There is no standard UX such as a menu bar, right clicking an object for
additional options. How is my team going to adapt to such a tool, if the two
most standardized UX options such as a menu bar and, a right click, for
additional options is not present?

It seems all this client offers is a glossy UX to traditional clients. From
what I understand its actual value proposition is from the Nylas API and their
cloud services, but this client is trash for any power user, and might be
useful in an entreprise or team setting with the full package installed, but
honestly. I don't understand why I wouldn't just use a traditional email
client that my team knows and future team members as well.

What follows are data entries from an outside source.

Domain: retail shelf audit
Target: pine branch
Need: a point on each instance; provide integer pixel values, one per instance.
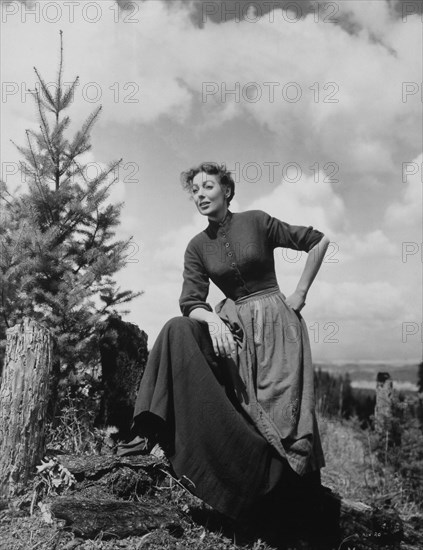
(39, 185)
(67, 98)
(46, 93)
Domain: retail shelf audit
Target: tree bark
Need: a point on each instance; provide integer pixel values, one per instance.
(23, 403)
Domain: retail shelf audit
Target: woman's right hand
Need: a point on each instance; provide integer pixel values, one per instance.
(220, 334)
(222, 338)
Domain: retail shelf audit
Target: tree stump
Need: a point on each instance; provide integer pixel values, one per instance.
(123, 350)
(23, 403)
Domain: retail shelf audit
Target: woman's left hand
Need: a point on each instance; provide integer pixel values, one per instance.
(296, 301)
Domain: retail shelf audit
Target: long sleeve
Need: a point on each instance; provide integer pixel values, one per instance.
(196, 283)
(297, 237)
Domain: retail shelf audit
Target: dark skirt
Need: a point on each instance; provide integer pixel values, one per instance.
(187, 402)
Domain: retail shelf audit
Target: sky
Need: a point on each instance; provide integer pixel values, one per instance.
(317, 110)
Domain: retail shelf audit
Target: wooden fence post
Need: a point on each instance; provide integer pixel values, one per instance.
(384, 405)
(23, 404)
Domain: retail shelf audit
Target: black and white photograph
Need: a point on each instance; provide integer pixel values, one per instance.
(211, 290)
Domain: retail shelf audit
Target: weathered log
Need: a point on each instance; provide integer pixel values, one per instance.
(23, 404)
(123, 350)
(364, 526)
(113, 476)
(115, 518)
(94, 466)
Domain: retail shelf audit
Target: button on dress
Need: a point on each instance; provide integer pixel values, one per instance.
(230, 425)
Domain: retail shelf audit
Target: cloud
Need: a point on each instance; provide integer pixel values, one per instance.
(406, 211)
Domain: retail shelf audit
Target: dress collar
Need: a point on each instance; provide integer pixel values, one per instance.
(223, 223)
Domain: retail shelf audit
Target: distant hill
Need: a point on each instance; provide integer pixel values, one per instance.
(363, 373)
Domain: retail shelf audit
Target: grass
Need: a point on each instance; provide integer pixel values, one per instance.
(352, 470)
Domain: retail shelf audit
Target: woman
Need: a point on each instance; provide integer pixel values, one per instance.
(229, 394)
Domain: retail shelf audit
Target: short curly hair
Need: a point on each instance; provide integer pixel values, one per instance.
(211, 168)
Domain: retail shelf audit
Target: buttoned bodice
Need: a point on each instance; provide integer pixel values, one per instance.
(237, 255)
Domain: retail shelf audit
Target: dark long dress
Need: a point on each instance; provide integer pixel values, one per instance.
(233, 429)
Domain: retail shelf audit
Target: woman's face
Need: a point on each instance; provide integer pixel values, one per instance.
(209, 196)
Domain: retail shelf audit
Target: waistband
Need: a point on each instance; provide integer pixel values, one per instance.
(258, 294)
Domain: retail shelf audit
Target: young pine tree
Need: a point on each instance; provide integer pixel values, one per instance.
(58, 247)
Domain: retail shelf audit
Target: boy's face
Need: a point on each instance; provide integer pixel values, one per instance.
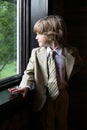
(42, 39)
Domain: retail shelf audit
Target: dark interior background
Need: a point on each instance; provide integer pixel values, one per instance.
(17, 114)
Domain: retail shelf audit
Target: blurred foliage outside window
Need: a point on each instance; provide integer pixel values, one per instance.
(8, 38)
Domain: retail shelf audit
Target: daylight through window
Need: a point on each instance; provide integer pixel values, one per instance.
(9, 43)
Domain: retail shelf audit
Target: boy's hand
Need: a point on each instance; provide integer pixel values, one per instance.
(23, 91)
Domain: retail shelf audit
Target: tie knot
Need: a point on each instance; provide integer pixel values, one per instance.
(52, 53)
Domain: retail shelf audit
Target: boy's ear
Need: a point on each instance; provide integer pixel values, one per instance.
(60, 33)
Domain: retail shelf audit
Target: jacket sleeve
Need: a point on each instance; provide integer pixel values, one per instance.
(28, 76)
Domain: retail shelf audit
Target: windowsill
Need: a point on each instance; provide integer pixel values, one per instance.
(5, 97)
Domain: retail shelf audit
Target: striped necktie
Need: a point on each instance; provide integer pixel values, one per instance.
(52, 82)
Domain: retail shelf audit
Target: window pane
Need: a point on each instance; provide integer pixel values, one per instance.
(8, 38)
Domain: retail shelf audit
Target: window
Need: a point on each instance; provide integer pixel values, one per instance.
(13, 43)
(8, 39)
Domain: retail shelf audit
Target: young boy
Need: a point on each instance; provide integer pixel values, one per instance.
(53, 106)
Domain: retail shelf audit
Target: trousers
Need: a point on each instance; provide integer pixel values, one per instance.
(53, 115)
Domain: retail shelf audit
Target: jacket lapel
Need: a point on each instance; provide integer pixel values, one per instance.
(42, 59)
(69, 61)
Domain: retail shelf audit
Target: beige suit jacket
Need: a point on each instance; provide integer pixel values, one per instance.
(37, 73)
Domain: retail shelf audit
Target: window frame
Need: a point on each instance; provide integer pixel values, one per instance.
(24, 39)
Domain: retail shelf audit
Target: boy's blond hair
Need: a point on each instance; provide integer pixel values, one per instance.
(52, 26)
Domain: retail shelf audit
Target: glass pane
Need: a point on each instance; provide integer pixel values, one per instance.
(8, 38)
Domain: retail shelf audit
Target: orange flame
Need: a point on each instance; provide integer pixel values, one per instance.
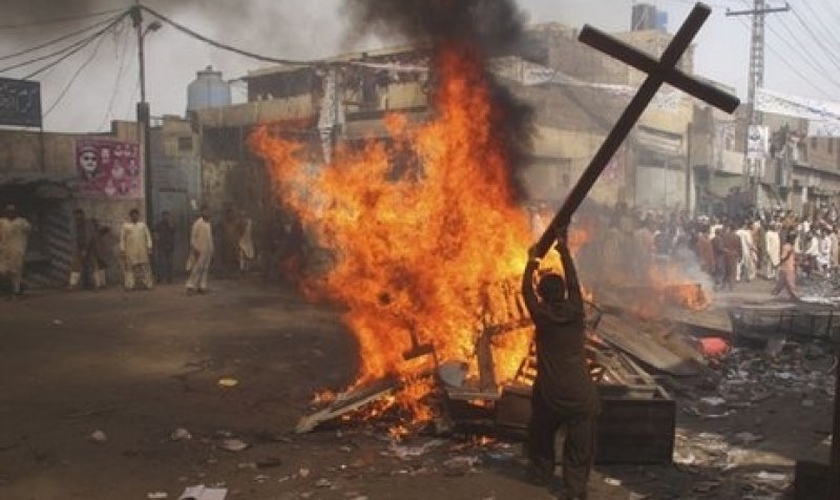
(417, 225)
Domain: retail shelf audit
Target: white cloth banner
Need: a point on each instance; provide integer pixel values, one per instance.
(823, 116)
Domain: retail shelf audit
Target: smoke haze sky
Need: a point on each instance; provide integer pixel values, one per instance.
(107, 86)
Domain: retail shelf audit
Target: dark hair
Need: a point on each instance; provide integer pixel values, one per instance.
(551, 286)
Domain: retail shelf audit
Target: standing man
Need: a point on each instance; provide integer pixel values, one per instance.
(773, 244)
(732, 253)
(705, 251)
(201, 253)
(563, 392)
(164, 247)
(14, 235)
(135, 248)
(787, 269)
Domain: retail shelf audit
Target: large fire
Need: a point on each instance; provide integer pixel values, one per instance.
(418, 224)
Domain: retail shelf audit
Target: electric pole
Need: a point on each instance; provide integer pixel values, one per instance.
(753, 166)
(143, 114)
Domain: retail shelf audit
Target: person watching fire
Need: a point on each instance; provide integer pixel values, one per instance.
(563, 393)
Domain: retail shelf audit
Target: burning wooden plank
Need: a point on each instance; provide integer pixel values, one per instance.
(348, 402)
(630, 337)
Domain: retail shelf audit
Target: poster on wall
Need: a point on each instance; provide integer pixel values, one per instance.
(109, 169)
(758, 142)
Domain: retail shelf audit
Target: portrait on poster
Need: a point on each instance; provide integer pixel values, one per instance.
(109, 169)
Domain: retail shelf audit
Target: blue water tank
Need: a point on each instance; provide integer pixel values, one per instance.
(208, 90)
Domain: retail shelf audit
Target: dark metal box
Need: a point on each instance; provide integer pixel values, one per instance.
(631, 430)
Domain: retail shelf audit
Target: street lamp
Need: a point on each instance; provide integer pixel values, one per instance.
(143, 114)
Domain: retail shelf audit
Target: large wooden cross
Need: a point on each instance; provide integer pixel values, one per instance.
(659, 71)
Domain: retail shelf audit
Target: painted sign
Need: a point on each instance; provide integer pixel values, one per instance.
(109, 169)
(20, 103)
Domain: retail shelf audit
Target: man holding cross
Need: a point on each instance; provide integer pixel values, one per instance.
(563, 391)
(564, 394)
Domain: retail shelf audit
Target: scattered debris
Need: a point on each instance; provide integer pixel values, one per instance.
(233, 445)
(407, 452)
(228, 382)
(269, 462)
(180, 434)
(201, 492)
(98, 436)
(748, 437)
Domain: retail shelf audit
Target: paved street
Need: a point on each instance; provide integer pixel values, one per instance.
(138, 366)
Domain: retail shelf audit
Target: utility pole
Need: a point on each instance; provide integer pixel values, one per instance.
(143, 114)
(752, 167)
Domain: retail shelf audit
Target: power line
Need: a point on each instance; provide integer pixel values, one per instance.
(121, 54)
(91, 15)
(827, 32)
(790, 66)
(221, 45)
(806, 55)
(75, 76)
(56, 40)
(79, 47)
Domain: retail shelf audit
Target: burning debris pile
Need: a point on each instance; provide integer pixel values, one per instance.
(418, 224)
(427, 229)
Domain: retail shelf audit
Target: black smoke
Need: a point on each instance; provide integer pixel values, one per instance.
(489, 27)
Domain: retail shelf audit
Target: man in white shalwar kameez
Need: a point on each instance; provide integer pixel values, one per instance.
(774, 249)
(135, 248)
(749, 255)
(201, 253)
(14, 235)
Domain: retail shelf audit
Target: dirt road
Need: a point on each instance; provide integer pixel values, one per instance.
(138, 366)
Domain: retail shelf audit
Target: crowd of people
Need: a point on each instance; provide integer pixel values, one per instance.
(624, 245)
(142, 255)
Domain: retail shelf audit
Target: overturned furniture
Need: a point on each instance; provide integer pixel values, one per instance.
(636, 426)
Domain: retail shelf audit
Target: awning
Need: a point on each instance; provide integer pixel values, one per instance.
(39, 184)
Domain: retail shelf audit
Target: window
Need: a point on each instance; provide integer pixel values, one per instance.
(184, 144)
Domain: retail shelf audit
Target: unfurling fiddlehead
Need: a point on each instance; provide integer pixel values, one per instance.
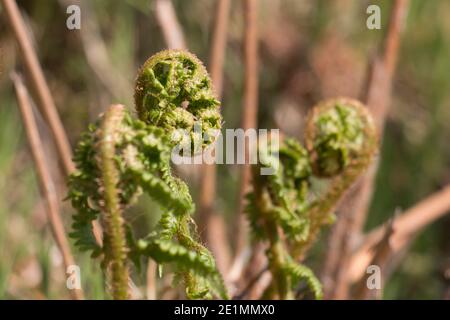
(121, 157)
(284, 208)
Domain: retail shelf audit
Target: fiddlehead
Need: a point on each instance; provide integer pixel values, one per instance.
(284, 209)
(140, 154)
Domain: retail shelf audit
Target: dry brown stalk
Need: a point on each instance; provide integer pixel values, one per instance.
(213, 225)
(405, 228)
(47, 186)
(353, 211)
(250, 112)
(43, 97)
(167, 19)
(381, 254)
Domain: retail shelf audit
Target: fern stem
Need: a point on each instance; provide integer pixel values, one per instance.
(115, 242)
(276, 251)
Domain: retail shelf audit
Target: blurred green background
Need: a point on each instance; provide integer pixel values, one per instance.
(309, 50)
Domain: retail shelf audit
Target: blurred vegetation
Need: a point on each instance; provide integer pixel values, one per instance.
(308, 50)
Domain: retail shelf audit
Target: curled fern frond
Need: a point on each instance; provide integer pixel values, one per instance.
(174, 92)
(299, 272)
(283, 208)
(122, 157)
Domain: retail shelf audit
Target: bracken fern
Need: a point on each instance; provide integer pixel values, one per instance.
(121, 157)
(284, 210)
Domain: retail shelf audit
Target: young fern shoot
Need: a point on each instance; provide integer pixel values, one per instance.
(283, 208)
(121, 157)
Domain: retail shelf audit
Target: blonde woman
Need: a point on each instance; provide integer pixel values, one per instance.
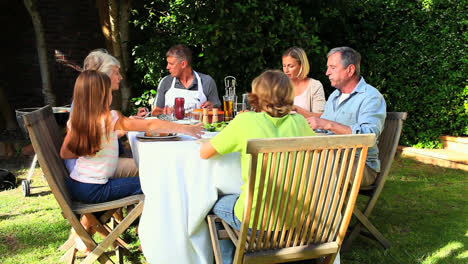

Also the API as far as I can tell, does not offer anything unique other than
centralizing different vendors under one cloud/api. I question why a company
would be using two vendors for such critical services as email. If I am
missing something let me know as I am not understanding the value behind this
product.

------
filoleg
Can someone finally clarify whether Nylas Mail requires a Nylas account to use
Basic-tier or not?

I see comments by searching through HN, where people suggest that after the
somewhat recent change from N1 to Mail, it doesn't require a Nylas account
anymore (example:
[https://news.ycombinator.com/item?id=14017581](https://news.ycombinator.com/item?id=14017581)),
but I can't for the life of me find a way to set it up without creating an
account, since it is an unskippable step in the initial setup.

------
bonaldi
I don't understand what's happening with Nylas. They make N1 pay-for. Then
they announce a free Mail. Then they can N1, in favour of v2 of Mail, which
doesn't have the feature of N1 (esp proper Exchange support).

There's pivoting and then there's flailing.